Cost is also a factor. Mirtogenol is sold as a dietary supplement, out-of-pocket. In the US, a 30-day supply of Life Extension’s “Eye Pressure Support with Mirtogenol” costs about $30 on discount (www.lifeextension.asia). Many people take two tablets per day, which would double that cost (about $720 per year). Insurance won’t cover supplements. By comparison, a generic timolol eye drop might cost under $5–10 per month. For such a price, you'd expect a clear benefit; but for Mirtogenol, the effect is borderline. A cost-effectiveness analysis specifically for Mirtogenol has not been done. Based on current data, any potential reduction in glaucoma risk must be weighed against the substantial cost of long-term supplementation.

Conclusion

In summary, Mirtogenol (bilberry+Pycnogenol) has shown some ability to lower elevated eye pressure and improve ocular blood flow in small studies (pmc.ncbi.nlm.nih.gov) (pmc.ncbi.nlm.nih.gov). Proposed mechanisms (better blood vessel function, more nitric oxide, less capillary leak) are biologically plausible (pmc.ncbi.nlm.nih.gov) (pmc.ncbi.nlm.nih.gov). Importantly, the supplement appears safe in the short term (pmc.ncbi.nlm.nih.gov) (pubmed.ncbi.nlm.nih.gov).

However, major caveats apply. The trials to date are few, small, and often linked to the supplement’s makers. None are large, placebo-controlled trials. Effect sizes, while statistically significant in these studies, are modest and come from non-independent research. It remains unclear whether the IOP reductions seen would persist long-term or translate into less glaucoma progression. The supplementation is expensive and not covered by insurance.

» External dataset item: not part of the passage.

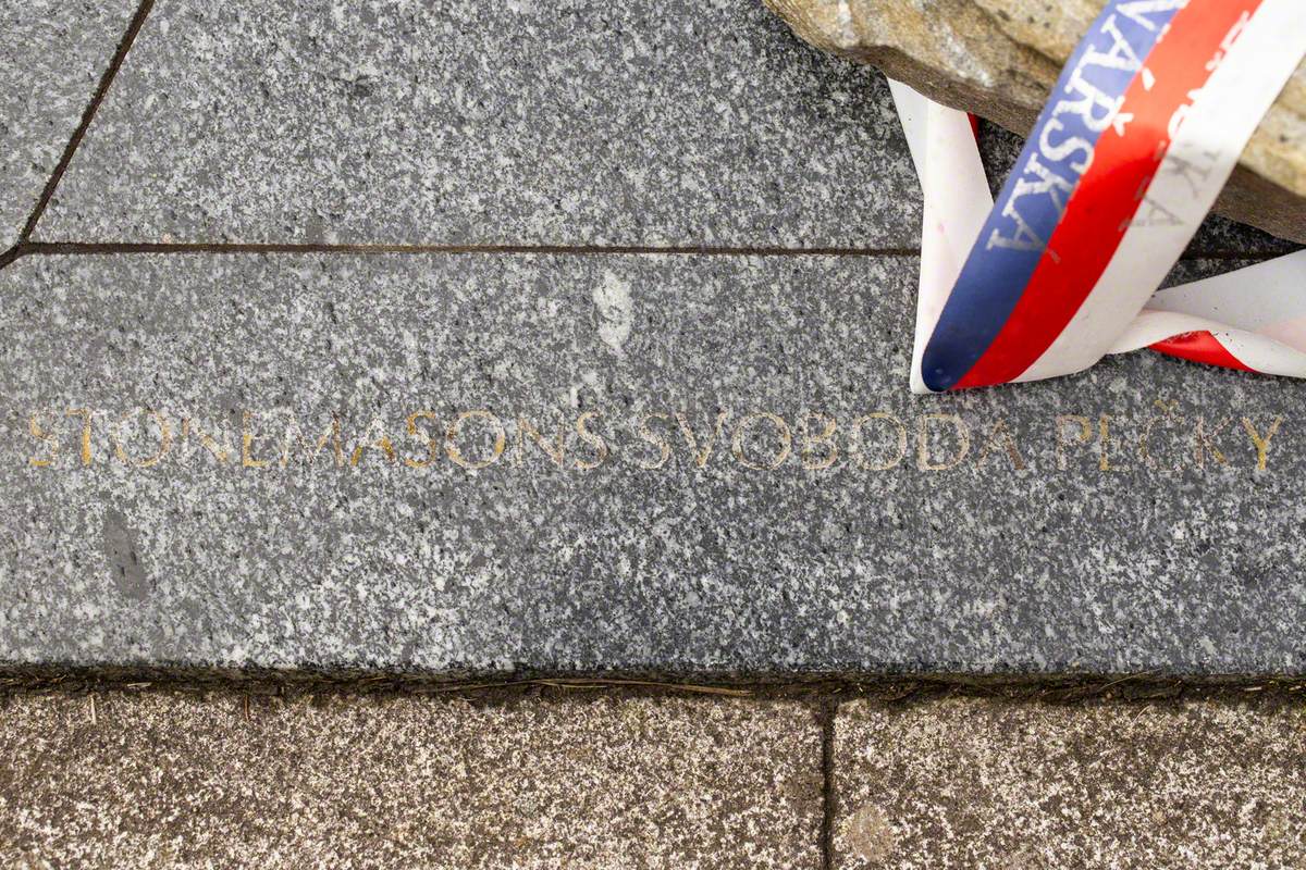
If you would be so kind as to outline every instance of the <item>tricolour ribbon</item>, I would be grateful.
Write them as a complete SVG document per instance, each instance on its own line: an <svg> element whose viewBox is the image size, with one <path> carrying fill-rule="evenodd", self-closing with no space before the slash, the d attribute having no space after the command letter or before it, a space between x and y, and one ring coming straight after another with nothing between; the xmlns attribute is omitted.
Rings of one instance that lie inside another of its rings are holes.
<svg viewBox="0 0 1306 870"><path fill-rule="evenodd" d="M1306 55L1306 0L1110 0L994 203L970 119L891 82L925 190L912 387L1152 347L1306 377L1306 252L1157 292Z"/></svg>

Verdict: Mirtogenol might offer a slight adjunct benefit in lowering eye pressure and improving ocular circulation, but current evidence is not robust enough to recommend it as a primary therapy. Patients interested in supplements should discuss with their ophthalmologist. Traditional glaucoma treatments (drops, lasers, surgery) have far stronger evidence. If Mirtogenol is tried, it should be in addition to – not instead of – proven treatments. More rigorous, independent clinical trials are needed to confirm its effects and value in eye pressure management.

Tags: Mirtogenol, Intraocular Pressure, Bilberry, Pycnogenol, Ocular Blood Flow, Glaucoma, Anthocyanins, Nitric Oxide, Endothelial Function, Dietary Supplements.